Die Möglichkeiten die Donau zu Fuß oder mit dem Fahrrad zu überqueren, sind in den vergangenen Jahren weniger statt mehr geworden. So ist die Überfahrt auf der Nibelungenbrücke mit dem Fahrrad nach wie vor gefährlich, auf der Voestbrücke ist aufgrund der Bauarbeiten derzeit nur auf einer Seite ein Radweg vorhanden. Das vereinbarte Ziel, den Radverkehrsanteil bis zum Jahr 2020 auf 15 Prozent zu steigern, werden wir aber nur erreichen, wenn endlich Projekte zum Ausbau der Radinfrastruktur umgesetzt werden.         
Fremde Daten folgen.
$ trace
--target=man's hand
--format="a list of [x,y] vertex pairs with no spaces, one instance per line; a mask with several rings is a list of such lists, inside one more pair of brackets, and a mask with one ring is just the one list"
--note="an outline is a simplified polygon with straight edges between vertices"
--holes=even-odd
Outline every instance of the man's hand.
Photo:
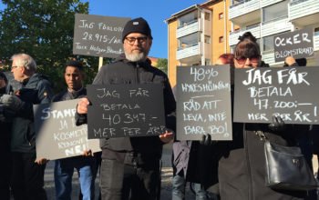
[[211,136],[210,134],[204,134],[201,136],[201,140],[200,141],[201,145],[211,145],[212,144]]
[[160,135],[160,139],[163,143],[170,143],[174,139],[174,133],[166,131],[164,134]]
[[273,122],[268,125],[268,128],[274,132],[281,132],[286,128],[286,125],[280,116],[273,116]]
[[86,149],[83,151],[82,155],[84,156],[93,156],[93,152],[91,149]]
[[46,165],[48,162],[48,160],[46,160],[46,158],[36,158],[35,163],[36,163],[37,165]]
[[87,97],[81,98],[77,104],[77,112],[78,114],[87,114],[89,101]]

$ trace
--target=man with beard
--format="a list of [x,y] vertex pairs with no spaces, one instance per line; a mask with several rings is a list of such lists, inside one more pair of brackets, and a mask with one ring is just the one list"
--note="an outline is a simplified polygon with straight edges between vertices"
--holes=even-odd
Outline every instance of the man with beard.
[[[151,66],[147,58],[152,45],[151,30],[145,19],[129,21],[122,43],[125,55],[102,66],[93,85],[153,84],[163,85],[166,126],[174,129],[176,103],[168,76]],[[77,105],[77,124],[87,122],[87,98]],[[157,106],[157,105],[154,105]],[[160,161],[162,145],[174,137],[172,132],[160,136],[120,137],[101,140],[100,189],[102,200],[157,199],[160,185]]]

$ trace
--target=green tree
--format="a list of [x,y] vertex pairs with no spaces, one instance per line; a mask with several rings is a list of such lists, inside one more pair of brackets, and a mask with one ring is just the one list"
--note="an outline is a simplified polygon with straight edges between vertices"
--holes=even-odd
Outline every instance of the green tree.
[[[87,14],[88,2],[80,0],[3,0],[0,11],[0,60],[26,53],[35,58],[39,71],[54,83],[55,90],[65,87],[64,65],[72,55],[75,14]],[[95,75],[98,57],[77,56],[86,67],[87,81]]]
[[168,73],[168,59],[159,58],[158,65],[156,66],[167,74]]

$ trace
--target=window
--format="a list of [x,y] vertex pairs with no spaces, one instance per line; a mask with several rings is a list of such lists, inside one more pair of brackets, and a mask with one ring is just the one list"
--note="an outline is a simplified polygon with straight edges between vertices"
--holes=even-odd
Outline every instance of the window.
[[223,42],[223,36],[220,36],[220,38],[218,38],[218,41],[219,41],[220,43],[222,43],[222,42]]
[[205,43],[211,44],[211,36],[210,35],[205,35]]
[[262,51],[273,50],[273,35],[263,37],[262,40]]
[[211,14],[210,13],[205,12],[205,20],[211,21]]
[[219,18],[219,19],[222,19],[222,18],[223,18],[223,13],[220,13],[220,14],[218,15],[218,18]]
[[265,7],[262,14],[263,22],[272,21],[282,16],[288,16],[288,1]]

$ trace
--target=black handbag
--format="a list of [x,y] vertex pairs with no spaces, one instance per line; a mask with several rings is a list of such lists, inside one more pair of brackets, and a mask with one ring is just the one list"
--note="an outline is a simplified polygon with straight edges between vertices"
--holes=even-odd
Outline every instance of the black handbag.
[[301,191],[318,188],[314,173],[299,147],[271,143],[264,135],[263,138],[266,162],[265,184],[268,187]]

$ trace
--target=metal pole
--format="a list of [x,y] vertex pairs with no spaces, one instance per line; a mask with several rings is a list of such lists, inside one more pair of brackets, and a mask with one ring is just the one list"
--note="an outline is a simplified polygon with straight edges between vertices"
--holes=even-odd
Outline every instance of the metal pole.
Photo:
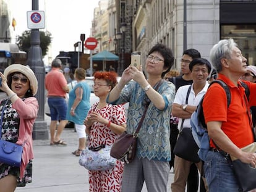
[[183,50],[187,50],[187,0],[184,0]]
[[[124,72],[124,36],[125,36],[125,32],[122,31],[122,59],[121,59],[121,69],[120,72],[120,75],[122,75],[122,72]],[[120,76],[121,76],[120,75]]]
[[[32,0],[32,10],[38,10],[38,0]],[[30,37],[31,46],[28,51],[27,64],[35,73],[38,81],[38,91],[35,96],[39,106],[38,117],[33,125],[33,140],[48,140],[47,123],[45,122],[45,69],[42,60],[39,29],[32,29]]]
[[77,42],[78,51],[77,51],[77,68],[79,68],[80,65],[80,44],[81,42]]

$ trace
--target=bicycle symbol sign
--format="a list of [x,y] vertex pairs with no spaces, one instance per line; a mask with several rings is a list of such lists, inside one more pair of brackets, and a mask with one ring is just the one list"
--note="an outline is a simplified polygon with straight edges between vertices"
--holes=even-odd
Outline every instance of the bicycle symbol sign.
[[[1,0],[0,0],[1,1]],[[45,28],[45,12],[43,10],[28,10],[27,12],[27,21],[30,29]]]
[[38,12],[34,12],[31,14],[30,19],[32,22],[37,23],[41,21],[42,17],[41,16],[40,14]]

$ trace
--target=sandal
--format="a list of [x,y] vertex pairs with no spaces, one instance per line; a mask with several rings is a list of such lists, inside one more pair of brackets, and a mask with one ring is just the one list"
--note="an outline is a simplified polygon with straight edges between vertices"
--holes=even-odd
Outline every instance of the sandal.
[[81,154],[81,152],[82,152],[82,150],[78,149],[77,150],[77,152],[75,154],[75,156],[76,156],[77,157],[79,157],[80,156],[80,154]]
[[67,146],[67,143],[63,140],[59,140],[58,141],[54,141],[53,144],[58,146]]

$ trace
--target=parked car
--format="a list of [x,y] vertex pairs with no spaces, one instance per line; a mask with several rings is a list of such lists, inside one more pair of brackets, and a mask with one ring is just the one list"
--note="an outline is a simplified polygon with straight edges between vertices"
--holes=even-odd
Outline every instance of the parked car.
[[[89,87],[91,90],[91,94],[90,94],[90,104],[92,106],[94,103],[95,103],[96,102],[99,101],[99,98],[95,96],[95,94],[94,94],[94,90],[93,90],[93,84],[94,84],[94,77],[85,77],[85,81],[88,83],[88,85],[89,85]],[[121,79],[120,77],[117,77],[117,81],[119,81]],[[71,90],[75,86],[75,85],[77,85],[77,82],[76,80],[73,80],[70,83],[67,84],[67,86],[69,87],[69,90]],[[47,96],[47,90],[46,90],[46,97]],[[69,101],[69,95],[68,93],[67,93],[66,94],[66,100],[67,101],[67,103]],[[126,111],[127,112],[127,110],[128,110],[128,107],[129,107],[129,103],[126,103],[124,105],[124,108],[126,109]],[[48,102],[47,101],[47,98],[46,98],[46,101],[45,102],[45,113],[48,115],[48,116],[51,116],[50,115],[50,111],[49,111],[49,108],[48,106]],[[69,128],[74,128],[74,125],[72,122],[69,122],[69,123],[67,124],[67,125],[66,126],[66,127],[69,127]]]

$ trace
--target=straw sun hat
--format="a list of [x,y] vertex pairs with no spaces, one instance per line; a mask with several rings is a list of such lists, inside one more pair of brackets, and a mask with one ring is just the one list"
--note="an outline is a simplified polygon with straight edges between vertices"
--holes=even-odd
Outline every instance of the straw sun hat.
[[38,81],[33,70],[29,67],[21,64],[12,64],[7,67],[4,72],[6,78],[8,75],[14,72],[20,72],[26,76],[30,83],[30,89],[32,90],[33,95],[35,96],[37,93]]

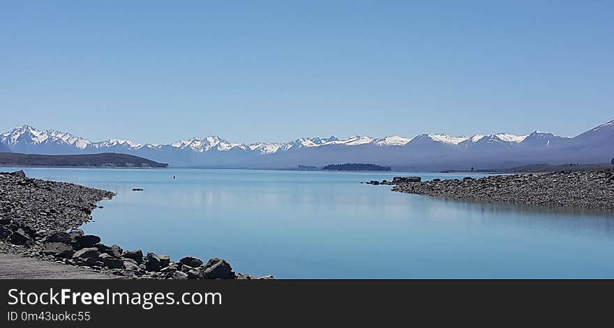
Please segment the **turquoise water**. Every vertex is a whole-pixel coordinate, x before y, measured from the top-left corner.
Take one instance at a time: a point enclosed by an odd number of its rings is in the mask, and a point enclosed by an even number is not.
[[[398,173],[24,170],[117,193],[100,202],[104,208],[83,228],[105,244],[175,260],[224,258],[239,272],[278,278],[614,278],[612,215],[443,200],[359,183]]]

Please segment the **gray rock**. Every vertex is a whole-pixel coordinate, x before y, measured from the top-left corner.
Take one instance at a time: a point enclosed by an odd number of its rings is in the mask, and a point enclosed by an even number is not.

Neuerliche Diskussion über Radbrücke dringend nötig

Anstatt das „Jahr des Brückenbaus“ zu nützen, um auch für RadfahrerInnen und FußgängerInnen eine zufriedenstellende Donauquerung voranzutreiben, lässt Stadtrat Hein seine eigenen Bemühungen jedoch wieder im Sande verlaufen. Dabei hatte er vor etwas mehr als einem Jahr die langjährige Forderung der Grünen Linz aufgegriffen, eine Projektstudie erstellt und die Brücke öffentlich als „finanzierbar“ bezeichnet. Umso weniger nachvollziehbar ist daher, dass die Pläne wieder in der Schublade verschwunden sind und nicht einmal versucht worden ist, eine politische Mehrheit für den Bau der Brücke zu finden.